Feeding mice a high fat, low carbohydrate (Hi-F) diet results in obesity and glucose intolerance. Switching from a Hi-F back to a chow has been shown to reverse the diet-induced glucose intolerance within a week. However, this improvement was associated with a decrease in food intake, body fat content and tissue lipid levels . This makes it difficult to conclude whether a change of diet or loss of fat leads to improved glucose homeostasis. We have shown that feeding a high-starch (Hi-ST) diet to mice produced obesity while maintaining glucose tolerance similar to lean chow-fed mice. We have used this model to investigate whether switching diet composition between the Hi-F to Hi-ST can alter glucose tolerance without changing body composition.

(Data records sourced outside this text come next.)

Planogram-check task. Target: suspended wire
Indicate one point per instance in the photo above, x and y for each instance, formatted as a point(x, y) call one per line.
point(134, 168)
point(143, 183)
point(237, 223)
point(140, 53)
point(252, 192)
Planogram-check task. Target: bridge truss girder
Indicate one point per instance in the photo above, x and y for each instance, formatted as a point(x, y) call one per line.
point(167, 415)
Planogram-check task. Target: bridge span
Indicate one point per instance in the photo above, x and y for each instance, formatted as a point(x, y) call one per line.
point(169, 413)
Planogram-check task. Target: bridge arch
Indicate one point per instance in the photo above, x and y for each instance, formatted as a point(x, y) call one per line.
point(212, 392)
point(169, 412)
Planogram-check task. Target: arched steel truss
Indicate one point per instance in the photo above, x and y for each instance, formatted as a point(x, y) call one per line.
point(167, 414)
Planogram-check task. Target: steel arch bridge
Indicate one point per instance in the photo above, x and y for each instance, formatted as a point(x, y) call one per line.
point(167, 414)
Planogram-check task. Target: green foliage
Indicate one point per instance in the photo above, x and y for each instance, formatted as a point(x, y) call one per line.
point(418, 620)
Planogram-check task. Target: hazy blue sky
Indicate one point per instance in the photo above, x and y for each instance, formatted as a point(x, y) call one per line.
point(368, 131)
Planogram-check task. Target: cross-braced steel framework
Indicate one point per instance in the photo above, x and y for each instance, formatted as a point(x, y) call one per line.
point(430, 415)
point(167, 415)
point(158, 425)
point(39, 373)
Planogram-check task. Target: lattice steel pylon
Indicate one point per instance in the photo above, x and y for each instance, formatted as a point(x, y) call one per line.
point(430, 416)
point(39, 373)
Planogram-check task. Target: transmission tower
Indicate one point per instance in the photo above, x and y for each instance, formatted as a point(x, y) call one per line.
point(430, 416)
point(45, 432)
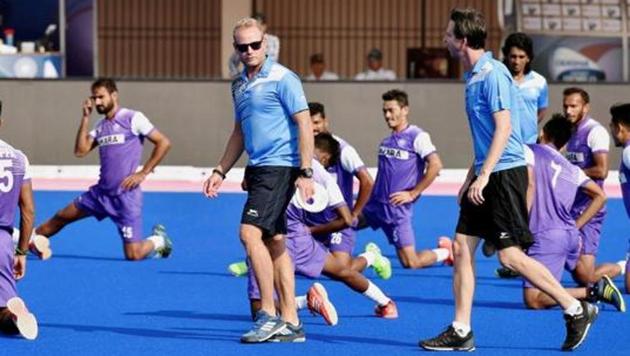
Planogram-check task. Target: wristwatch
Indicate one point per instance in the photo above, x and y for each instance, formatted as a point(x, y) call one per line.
point(306, 172)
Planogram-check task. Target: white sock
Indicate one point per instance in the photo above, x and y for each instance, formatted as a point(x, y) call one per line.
point(369, 257)
point(376, 294)
point(441, 253)
point(574, 309)
point(158, 242)
point(622, 264)
point(301, 302)
point(460, 328)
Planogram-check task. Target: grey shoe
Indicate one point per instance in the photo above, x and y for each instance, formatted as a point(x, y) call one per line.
point(164, 252)
point(290, 334)
point(264, 328)
point(578, 326)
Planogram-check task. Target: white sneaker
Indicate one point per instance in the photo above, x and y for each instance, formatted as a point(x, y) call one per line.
point(23, 319)
point(40, 247)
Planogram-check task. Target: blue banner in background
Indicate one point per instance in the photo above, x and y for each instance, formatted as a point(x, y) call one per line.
point(30, 65)
point(80, 38)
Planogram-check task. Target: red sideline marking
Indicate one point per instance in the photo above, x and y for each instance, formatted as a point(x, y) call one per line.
point(437, 188)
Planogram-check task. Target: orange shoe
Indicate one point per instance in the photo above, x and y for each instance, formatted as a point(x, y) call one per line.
point(445, 242)
point(387, 311)
point(40, 247)
point(23, 319)
point(318, 303)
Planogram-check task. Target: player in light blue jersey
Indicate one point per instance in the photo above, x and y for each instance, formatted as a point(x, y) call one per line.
point(518, 52)
point(492, 199)
point(620, 129)
point(273, 125)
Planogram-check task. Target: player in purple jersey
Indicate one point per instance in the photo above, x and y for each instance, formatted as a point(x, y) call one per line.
point(15, 191)
point(344, 163)
point(588, 149)
point(119, 135)
point(311, 258)
point(340, 243)
point(407, 164)
point(620, 128)
point(555, 182)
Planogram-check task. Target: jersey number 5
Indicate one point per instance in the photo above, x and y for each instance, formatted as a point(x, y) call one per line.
point(6, 176)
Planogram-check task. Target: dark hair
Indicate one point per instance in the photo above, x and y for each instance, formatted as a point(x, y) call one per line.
point(317, 58)
point(106, 83)
point(398, 95)
point(316, 108)
point(522, 42)
point(575, 90)
point(470, 25)
point(620, 114)
point(558, 130)
point(327, 143)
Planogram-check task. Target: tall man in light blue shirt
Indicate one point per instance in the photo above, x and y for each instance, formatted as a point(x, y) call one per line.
point(492, 200)
point(518, 52)
point(273, 125)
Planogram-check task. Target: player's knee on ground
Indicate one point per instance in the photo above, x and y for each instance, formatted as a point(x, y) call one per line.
point(531, 298)
point(254, 306)
point(7, 326)
point(133, 252)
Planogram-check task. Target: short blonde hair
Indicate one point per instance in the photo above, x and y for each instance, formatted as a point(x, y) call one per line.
point(247, 22)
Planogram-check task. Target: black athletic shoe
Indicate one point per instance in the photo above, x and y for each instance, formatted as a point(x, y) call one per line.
point(449, 340)
point(506, 273)
point(579, 325)
point(290, 334)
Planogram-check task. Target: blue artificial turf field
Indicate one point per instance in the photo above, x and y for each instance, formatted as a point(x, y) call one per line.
point(89, 301)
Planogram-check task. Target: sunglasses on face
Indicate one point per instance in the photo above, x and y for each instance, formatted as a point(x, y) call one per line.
point(243, 47)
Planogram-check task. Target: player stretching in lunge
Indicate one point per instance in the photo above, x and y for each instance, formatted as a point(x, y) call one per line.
point(557, 242)
point(407, 165)
point(117, 195)
point(311, 259)
point(15, 190)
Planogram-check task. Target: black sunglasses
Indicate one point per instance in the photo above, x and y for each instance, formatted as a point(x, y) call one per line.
point(243, 47)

Mice were fed either chow, Hi-F or Hi-ST diet for 12 weeks. After this initial feeding period, mice in the Hi-F group were switched from Hi-ST and Hi-ST switched Hi-F for 7 days. Body composition, food intake and glucose tolerance were assessed before and after switch.
Fat mass was similarly increased in the Hi-F and Hi-ST mice compared to chow and this did not change after the 7-day switch. Energy intake was higher in the dietary groups and remained increased post-switch. Prior to the switch, Hi-F mice were glucose intolerant, while H-ST were similar to controls. After only 7 days, the Hi-ST->Hi-F became glucose intolerant, while the Hi-F->Hi-ST had glucose tolerance similar to chow controls. This improvement was not associated with changes in liver triglyceride levels, but with changes in mRNA and protein levels of enzymes in liver involved in de novo lipogenesis.
Collectively these findings suggest that variations in glucose homeostasis in mice are largely independent of whole-body adiposity level and more closely associated with the ratio of macronutrients in a diet.